As far as I can see, there are 16 such routes around the world.
|Sofia||Skopje||540||No direct flight|
|Belgrade||Priština||343||No direct flight|
|Ljubljana||Zagreb||154||No direct flight|
|Brussels||Luxemburg||149||No direct flight|
|Athens||Skopje||44||No direct flight|
|Bratislava||Vienna||No flight, obviously|
As expected, all of these are in Europe. Nowhere else has the same combination of outstanding infrastructure and density of capital cities.
One trip may be missing from this list: there is a ferry between Kinshasa and Brazzaville across the Congo river, but I have no idea how this compares to the stupidly short flight when taking into account all the overhead. Neither Google nor rome2rio are much help here.
Let's get the obvious ones out of the way first: If you're going from London, Amsterdam or Luxemburg to Paris or Brussels, you'll want to take the train. The same naturally goes for any trip between your pick of Vienna, Budapest and Bratislava.
Between Tallinn and Helsinki, the high-speed ferry has a bit of an edge over the plane.
This list is particularly conspicuous through the near-absence of the Balkans the Baltic sisters. The distance between Sarajevo and Belgrade is significantly shorter than that between Brussels and Paris, but a train is nowhere to be found. While there are trains from Riga to Tallinn and Vilnius, and the distance is about the same as Paris–Brussels, this meandering Soviet inheritance has no way to keep up with the shiny TGV, Thalys and Eurostar trains racing around France and its neighbours.
I for one can't wait to see Rail Baltica hit the rails.
While I was pretty much expecting these regions to do so poorly, I'm rather disappointed in the mediocre rail links from Prague to Bratislava, Vienna and Berlin.
Perhaps the biggest surprise in Europe is the connection from Athens to Skopje: given the frosty relations between Macedonia and Greece and the mountainous terrain, the fact that it takes eight hours to get from Athens to Skopje over land makes sense; however, the closest place you can fly to directly is Thessaloniki, which, overall, keeps the train surprisingly competitive.
The rest of the world
There are a few other places in Europe which are ‘near misses’, where flying only just beats taking the train or bus; chief among them Paris–Berne (35 minutes faster) and Tbilisi–Yerevan (52 min).

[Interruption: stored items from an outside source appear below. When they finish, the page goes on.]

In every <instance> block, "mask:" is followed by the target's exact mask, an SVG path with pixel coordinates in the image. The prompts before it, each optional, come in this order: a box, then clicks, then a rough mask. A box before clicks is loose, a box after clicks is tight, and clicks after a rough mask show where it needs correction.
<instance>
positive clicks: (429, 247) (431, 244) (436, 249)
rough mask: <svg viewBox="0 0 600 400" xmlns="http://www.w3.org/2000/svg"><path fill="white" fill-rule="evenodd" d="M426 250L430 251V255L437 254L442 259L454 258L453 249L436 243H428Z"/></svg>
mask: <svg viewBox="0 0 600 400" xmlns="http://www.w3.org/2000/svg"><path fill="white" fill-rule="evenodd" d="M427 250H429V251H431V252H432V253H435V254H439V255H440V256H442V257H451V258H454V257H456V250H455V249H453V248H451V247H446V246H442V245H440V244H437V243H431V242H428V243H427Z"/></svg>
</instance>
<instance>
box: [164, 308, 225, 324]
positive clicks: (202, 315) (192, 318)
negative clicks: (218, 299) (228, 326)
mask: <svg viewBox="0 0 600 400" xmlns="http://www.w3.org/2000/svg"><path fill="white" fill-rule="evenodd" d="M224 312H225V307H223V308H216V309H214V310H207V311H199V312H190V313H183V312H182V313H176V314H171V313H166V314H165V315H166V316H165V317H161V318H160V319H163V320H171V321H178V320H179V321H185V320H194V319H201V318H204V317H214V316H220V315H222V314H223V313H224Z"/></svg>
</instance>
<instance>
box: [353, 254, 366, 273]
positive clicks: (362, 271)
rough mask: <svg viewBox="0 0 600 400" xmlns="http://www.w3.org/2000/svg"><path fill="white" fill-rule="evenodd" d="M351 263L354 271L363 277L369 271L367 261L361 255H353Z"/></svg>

The closest pair I could find outside of Europe, apart from perhaps the aforementioned capitals of the Congos, is Buonos Aires and its neighbour Montevideo: the four-hour ferry ride will get you to your destination some two hours later than if you'd flown.
West Africa has plenty of countries with closish capitals. The bus between Lomé (Togo) and Accra (Ghana) makes good time with only a two-and-a-half hour sacrifice with respect to flying. Between Porto Novo (Benin) and Lagos, catching a car or microbus of some sort might not be much slower than flying, but I have no idea how easy that is, and I'm only counting ‘proper’ timetabled public transport here. That's unfair to most of the world, but anything else is practically impossible to estimate the travel time for, so I'm rolling with it.
In the Caribbean, the ferry between Roseau (Dominica) and Castries (St Lucia) make a strong showing considering that, well, it's a boat. I happen to know that if you're going from Roseau to Fort-de-France in Martinique or Pointe-à-Pitre in Guadeloupe, that same ferry beats flying easily, but those are departmental, and not national capitals, so they don't count.
Some other pairs of capitals outside of Europe that are close in distance, but not as well-connected, are Abu Dhabi–Muscat (7½ hour bus), Port-au-Prince–Santo Domingo (6½ hour bus), and Kuala Lumpur–Singapore (8½ hour train, 6 hour bus).
In(coherent) conclusion: High-speed trains are great. More should be built. Especially Rail Baltica. And direct connections from London to Amsterdam and Frankfurt (Brexit be damned…).